The bow Gandeeva slips from my hand, and my skin burns. I cannot keep quiet, for my mind is in tumult. The omens are adverse; what good can come from the slaughter of my people on this battlefield? Ah my Lord! I crave not for victory, nor for the kingdom, nor for any pleasure. What were a kingdom or happiness or life to me, When those for whose sake I desire these things stand here about to sacrifice their property and their lives: Teachers, fathers and grandfathers, sons and grandsons, uncles, father-in-law, brothers-inlaw and other relatives.

I would not kill them, even for three worlds; why then for this poor earth? It matters not if I myself am killed. My Lord! What happiness can come from the death of these sons of Dhritarashtra? We shall sin if we kill these desperate men. We are worthy of a nobler feat than to slaughter our relatives – the sons of Dhritarashtra; for, my Lord, how can we be happy of we kill our kinsmen? Although these men, blinded by greed, see no guilt in destroying their kin, or fighting against their friends, Should not we, whose eyes are open, who consider it to be wrong to annihilate our house, turn away from so great a crime? The destruction of our kindred means the destruction of the traditions of our ancient lineage, and when these are lost, irreligion will overrun our homes.

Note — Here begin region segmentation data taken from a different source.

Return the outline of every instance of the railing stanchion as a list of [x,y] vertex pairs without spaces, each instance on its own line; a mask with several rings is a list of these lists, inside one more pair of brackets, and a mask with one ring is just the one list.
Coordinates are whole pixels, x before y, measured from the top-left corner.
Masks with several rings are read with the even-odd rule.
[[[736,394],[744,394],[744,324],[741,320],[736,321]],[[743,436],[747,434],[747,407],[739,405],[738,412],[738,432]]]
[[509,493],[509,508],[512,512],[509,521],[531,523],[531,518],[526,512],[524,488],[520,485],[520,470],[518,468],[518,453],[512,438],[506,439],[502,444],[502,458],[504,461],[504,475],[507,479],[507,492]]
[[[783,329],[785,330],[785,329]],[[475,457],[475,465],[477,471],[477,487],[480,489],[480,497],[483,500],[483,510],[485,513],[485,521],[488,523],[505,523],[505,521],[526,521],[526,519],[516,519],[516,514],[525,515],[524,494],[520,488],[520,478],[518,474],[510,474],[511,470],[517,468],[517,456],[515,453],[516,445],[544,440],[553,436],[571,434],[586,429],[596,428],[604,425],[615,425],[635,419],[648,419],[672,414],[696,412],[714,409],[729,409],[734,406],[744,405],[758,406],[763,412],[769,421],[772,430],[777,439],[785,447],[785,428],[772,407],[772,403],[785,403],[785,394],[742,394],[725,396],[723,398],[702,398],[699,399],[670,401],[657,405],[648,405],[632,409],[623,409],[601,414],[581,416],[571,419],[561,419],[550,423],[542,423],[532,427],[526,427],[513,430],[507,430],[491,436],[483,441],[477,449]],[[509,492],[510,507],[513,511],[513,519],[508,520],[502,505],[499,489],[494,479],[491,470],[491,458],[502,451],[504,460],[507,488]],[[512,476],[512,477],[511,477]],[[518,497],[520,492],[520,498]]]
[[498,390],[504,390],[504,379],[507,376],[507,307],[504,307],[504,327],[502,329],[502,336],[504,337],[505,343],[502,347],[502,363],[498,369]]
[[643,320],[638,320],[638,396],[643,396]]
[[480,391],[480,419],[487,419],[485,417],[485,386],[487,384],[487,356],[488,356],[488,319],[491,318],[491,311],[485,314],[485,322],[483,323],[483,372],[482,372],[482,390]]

When irreligion spreads, the women of the house begin to stray; when they lose their purity, adulteration of the stock follows. Promiscuity ruins both the family and those who defile it; while the souls of our ancestors droop, through lack of the funeral cakes and ablutions. By the destruction of our lineage and the pollution of blood, ancient class traditions and family purity alike perish.

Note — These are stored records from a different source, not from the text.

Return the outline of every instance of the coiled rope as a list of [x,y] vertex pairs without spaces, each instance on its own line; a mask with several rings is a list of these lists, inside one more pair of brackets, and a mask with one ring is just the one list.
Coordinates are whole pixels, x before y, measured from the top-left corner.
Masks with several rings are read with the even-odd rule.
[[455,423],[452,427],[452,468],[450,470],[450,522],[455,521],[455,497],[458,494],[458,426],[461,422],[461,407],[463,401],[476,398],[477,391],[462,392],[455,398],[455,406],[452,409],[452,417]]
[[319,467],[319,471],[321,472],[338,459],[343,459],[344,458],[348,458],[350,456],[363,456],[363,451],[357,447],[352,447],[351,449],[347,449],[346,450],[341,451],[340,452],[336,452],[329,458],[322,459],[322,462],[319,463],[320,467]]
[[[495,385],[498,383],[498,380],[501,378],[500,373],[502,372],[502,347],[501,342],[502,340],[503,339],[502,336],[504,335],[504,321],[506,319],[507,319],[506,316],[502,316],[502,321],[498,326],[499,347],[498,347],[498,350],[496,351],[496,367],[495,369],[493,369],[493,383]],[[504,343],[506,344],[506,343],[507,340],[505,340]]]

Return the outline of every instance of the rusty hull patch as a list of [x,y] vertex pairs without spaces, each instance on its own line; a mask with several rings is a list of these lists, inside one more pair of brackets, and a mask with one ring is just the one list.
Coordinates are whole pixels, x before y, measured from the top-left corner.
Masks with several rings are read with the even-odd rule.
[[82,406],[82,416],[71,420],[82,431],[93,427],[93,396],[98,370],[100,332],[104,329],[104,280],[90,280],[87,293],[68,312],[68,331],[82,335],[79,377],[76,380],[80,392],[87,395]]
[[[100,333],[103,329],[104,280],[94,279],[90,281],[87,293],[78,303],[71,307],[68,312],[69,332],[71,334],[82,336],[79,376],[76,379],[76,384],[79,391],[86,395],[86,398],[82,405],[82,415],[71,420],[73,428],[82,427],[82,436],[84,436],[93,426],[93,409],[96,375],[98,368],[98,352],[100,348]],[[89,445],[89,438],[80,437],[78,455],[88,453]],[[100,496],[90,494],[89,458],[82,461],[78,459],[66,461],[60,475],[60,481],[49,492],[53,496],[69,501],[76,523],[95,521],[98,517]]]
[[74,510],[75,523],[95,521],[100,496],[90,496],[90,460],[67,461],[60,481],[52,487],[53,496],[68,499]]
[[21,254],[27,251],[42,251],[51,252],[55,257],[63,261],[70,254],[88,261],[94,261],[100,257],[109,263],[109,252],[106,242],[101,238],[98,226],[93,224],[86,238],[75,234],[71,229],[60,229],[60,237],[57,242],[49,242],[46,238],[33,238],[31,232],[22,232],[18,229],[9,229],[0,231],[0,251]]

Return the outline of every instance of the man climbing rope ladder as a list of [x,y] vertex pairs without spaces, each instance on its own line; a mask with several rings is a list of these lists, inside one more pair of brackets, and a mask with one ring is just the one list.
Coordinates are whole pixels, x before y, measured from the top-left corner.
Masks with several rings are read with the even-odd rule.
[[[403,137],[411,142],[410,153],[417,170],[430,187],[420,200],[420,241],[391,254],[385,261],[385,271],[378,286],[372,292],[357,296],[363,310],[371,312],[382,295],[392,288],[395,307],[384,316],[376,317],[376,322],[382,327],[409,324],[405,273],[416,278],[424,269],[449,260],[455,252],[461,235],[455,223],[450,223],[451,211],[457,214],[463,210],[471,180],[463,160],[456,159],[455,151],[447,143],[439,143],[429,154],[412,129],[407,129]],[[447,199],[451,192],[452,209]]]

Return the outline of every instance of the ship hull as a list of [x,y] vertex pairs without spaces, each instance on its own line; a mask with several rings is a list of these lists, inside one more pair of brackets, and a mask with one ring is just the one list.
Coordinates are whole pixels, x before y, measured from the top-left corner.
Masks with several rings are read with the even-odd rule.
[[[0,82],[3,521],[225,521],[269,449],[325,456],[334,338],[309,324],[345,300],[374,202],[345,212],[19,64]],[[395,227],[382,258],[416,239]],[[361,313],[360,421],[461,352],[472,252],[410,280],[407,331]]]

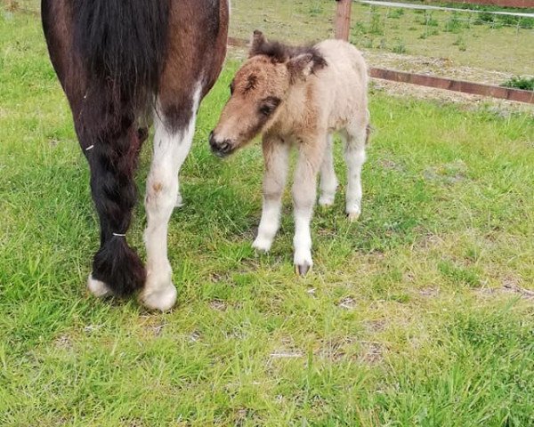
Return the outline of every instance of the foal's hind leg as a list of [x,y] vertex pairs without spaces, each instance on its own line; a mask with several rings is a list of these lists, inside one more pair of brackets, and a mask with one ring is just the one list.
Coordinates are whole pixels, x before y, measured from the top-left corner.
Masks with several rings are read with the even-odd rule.
[[319,204],[321,206],[334,205],[336,189],[337,189],[337,178],[334,170],[333,138],[331,134],[328,134],[327,138],[325,155],[320,165],[320,197],[319,197]]
[[354,222],[361,214],[361,167],[366,159],[367,124],[354,124],[342,133],[342,136],[345,140],[347,163],[346,213],[349,221]]
[[154,117],[154,153],[145,198],[147,281],[141,295],[142,303],[153,310],[169,310],[176,302],[176,288],[167,257],[167,228],[179,194],[178,172],[193,141],[199,99],[200,88],[190,102],[173,109],[179,117],[166,115],[164,109]]

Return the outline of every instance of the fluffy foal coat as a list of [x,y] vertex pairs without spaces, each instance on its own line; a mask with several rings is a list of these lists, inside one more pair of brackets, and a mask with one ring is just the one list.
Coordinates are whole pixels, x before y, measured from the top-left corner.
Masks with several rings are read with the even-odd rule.
[[[101,225],[88,287],[98,296],[142,289],[151,309],[176,300],[167,224],[182,197],[178,172],[198,105],[226,52],[227,0],[42,0],[50,57],[69,99],[91,168]],[[147,269],[125,238],[135,204],[134,171],[144,117],[156,133],[145,207]]]
[[266,252],[279,227],[289,149],[299,152],[293,200],[294,262],[304,275],[312,265],[310,223],[320,171],[321,205],[334,203],[332,134],[344,140],[347,164],[346,213],[361,210],[361,167],[368,137],[368,72],[361,53],[340,40],[312,47],[268,42],[255,31],[249,59],[231,85],[231,96],[210,136],[212,150],[225,157],[263,135],[265,161],[263,206],[253,246]]

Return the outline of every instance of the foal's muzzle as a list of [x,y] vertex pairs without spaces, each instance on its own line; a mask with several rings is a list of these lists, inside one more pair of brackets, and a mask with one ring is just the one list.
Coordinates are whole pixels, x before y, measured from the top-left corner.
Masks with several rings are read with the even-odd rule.
[[213,132],[209,135],[209,145],[212,152],[218,157],[225,157],[233,151],[231,140],[218,141]]

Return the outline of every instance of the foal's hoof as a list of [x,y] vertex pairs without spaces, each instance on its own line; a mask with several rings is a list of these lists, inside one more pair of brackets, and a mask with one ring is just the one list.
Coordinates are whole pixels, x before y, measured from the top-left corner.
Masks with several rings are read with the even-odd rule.
[[142,292],[139,301],[149,310],[167,311],[174,307],[178,293],[174,285],[168,285],[161,289]]
[[265,238],[256,238],[252,247],[258,254],[267,254],[271,250],[271,242]]
[[360,212],[349,212],[347,213],[347,220],[349,222],[356,222],[360,218]]
[[295,272],[301,277],[304,277],[306,274],[308,274],[308,271],[310,271],[312,270],[312,264],[309,264],[308,262],[304,262],[303,264],[295,264]]
[[90,274],[87,278],[87,289],[97,298],[105,298],[112,294],[111,289],[109,289],[108,285],[94,278],[93,274]]
[[185,203],[183,203],[183,198],[182,198],[182,195],[178,194],[178,196],[176,197],[176,202],[174,202],[174,207],[180,208],[182,207],[184,205]]

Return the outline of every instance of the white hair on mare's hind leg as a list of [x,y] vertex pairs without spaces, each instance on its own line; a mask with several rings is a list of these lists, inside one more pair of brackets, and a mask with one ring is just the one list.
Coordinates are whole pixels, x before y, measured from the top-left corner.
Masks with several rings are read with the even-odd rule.
[[140,295],[142,304],[152,310],[165,311],[176,302],[177,293],[167,257],[167,229],[178,202],[178,173],[193,141],[201,90],[197,85],[190,118],[185,127],[174,130],[167,125],[162,111],[154,115],[154,153],[145,197],[147,281]]

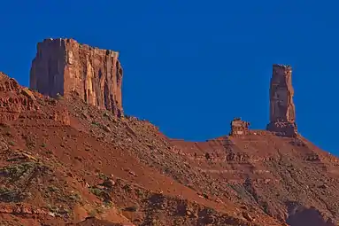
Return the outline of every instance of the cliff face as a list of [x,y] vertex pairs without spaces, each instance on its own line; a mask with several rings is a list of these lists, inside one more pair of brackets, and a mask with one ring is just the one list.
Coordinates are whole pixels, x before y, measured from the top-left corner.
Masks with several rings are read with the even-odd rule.
[[285,136],[297,136],[292,68],[274,65],[270,86],[270,123],[267,129]]
[[45,39],[37,44],[30,87],[50,97],[75,91],[88,104],[123,116],[123,71],[119,53],[73,39]]

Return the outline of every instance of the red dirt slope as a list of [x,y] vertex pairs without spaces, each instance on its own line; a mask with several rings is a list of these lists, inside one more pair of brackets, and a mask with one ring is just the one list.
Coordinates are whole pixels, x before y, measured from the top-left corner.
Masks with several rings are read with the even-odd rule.
[[8,225],[311,225],[311,207],[322,225],[339,219],[338,160],[303,137],[171,140],[148,121],[75,94],[42,97],[4,74],[0,116]]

The wise say, my Lord, that they are forever lost, whose ancient traditions are lost. Alas, it is strange that we should be willing to kill our own countrymen and commit a great sin, in order to enjoy the pleasures of a kingdom. If, on the contrary, the sons of Dhritarashtra, with weapons in their hand, should slay me, unarmed and unresisting, surely that would be better for my welfare!”

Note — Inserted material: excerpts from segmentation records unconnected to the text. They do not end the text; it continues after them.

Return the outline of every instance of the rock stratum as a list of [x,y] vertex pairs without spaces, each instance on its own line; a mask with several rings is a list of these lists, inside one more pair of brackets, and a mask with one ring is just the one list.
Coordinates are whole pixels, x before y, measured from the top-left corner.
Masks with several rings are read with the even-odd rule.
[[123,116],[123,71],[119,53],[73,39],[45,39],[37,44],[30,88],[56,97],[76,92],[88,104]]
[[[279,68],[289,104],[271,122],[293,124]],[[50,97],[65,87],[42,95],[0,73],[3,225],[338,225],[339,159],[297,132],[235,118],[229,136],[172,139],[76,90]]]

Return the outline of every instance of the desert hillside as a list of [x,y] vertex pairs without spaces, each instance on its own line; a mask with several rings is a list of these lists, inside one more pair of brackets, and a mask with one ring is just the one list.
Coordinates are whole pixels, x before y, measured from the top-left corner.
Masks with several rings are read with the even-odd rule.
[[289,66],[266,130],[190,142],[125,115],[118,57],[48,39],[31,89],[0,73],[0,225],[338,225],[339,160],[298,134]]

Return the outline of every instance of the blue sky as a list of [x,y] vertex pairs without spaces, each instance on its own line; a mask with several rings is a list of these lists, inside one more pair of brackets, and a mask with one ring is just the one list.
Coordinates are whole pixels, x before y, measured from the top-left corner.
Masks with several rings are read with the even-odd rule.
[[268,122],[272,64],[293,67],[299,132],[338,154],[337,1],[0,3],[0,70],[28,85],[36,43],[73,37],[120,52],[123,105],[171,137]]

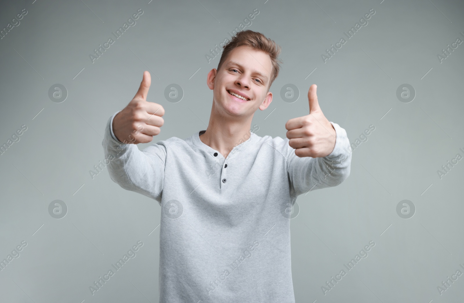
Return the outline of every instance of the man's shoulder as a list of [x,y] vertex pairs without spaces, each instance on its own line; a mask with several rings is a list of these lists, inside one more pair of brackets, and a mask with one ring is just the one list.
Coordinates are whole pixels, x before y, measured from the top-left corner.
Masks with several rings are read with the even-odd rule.
[[270,147],[286,158],[289,153],[292,149],[289,145],[289,141],[286,137],[283,138],[278,136],[273,137],[266,135],[263,137],[258,136],[256,142],[260,149]]

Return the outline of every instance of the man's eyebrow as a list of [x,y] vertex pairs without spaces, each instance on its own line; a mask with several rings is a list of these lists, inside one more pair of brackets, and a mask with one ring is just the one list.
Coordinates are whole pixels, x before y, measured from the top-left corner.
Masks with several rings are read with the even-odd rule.
[[[236,65],[238,66],[240,68],[242,68],[242,69],[243,68],[243,66],[242,66],[241,64],[240,64],[238,62],[235,62],[234,61],[233,61],[233,60],[231,60],[231,61],[229,61],[228,62],[227,62],[227,63],[226,64],[226,65],[228,65],[229,64],[235,64]],[[265,80],[266,80],[266,81],[268,80],[269,80],[269,78],[268,78],[267,76],[266,76],[265,75],[264,75],[264,74],[263,74],[262,72],[258,71],[255,71],[253,72],[254,73],[255,73],[255,74],[257,74],[259,75],[259,76],[261,76],[262,77],[263,77],[263,78],[264,78],[264,79],[265,79]]]

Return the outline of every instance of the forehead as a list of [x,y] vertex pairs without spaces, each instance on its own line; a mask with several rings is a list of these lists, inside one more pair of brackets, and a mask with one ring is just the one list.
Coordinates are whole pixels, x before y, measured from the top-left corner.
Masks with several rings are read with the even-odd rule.
[[232,50],[225,65],[235,64],[269,79],[272,64],[269,55],[246,45],[241,45]]

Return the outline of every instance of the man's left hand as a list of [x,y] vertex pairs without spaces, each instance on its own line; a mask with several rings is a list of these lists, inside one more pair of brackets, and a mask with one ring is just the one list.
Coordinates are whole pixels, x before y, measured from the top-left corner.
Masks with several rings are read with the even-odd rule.
[[335,131],[324,116],[317,101],[313,84],[308,92],[309,114],[290,119],[285,123],[289,145],[295,148],[295,154],[300,157],[325,157],[335,147]]

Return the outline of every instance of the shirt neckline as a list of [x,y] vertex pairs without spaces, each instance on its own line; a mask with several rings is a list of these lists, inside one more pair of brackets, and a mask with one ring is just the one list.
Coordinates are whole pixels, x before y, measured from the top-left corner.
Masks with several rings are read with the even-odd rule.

Sanjaya said: “Having spoken thus, in the midst of the armies, Arjuna sank on the seat of the
chariot, casting away his bow and arrow; heartbroken with grief.”

Thus, in the Holy Book the Bhagavad Gita, one of the Upanishads, in the Science of the Supreme Spirit, in the Art of Self-Knowledge, in the colloquy between the Divine Lord Shri Krishna and the Prince Arjuna, stands the first chapter, entitled: The Despondency of Arjuna.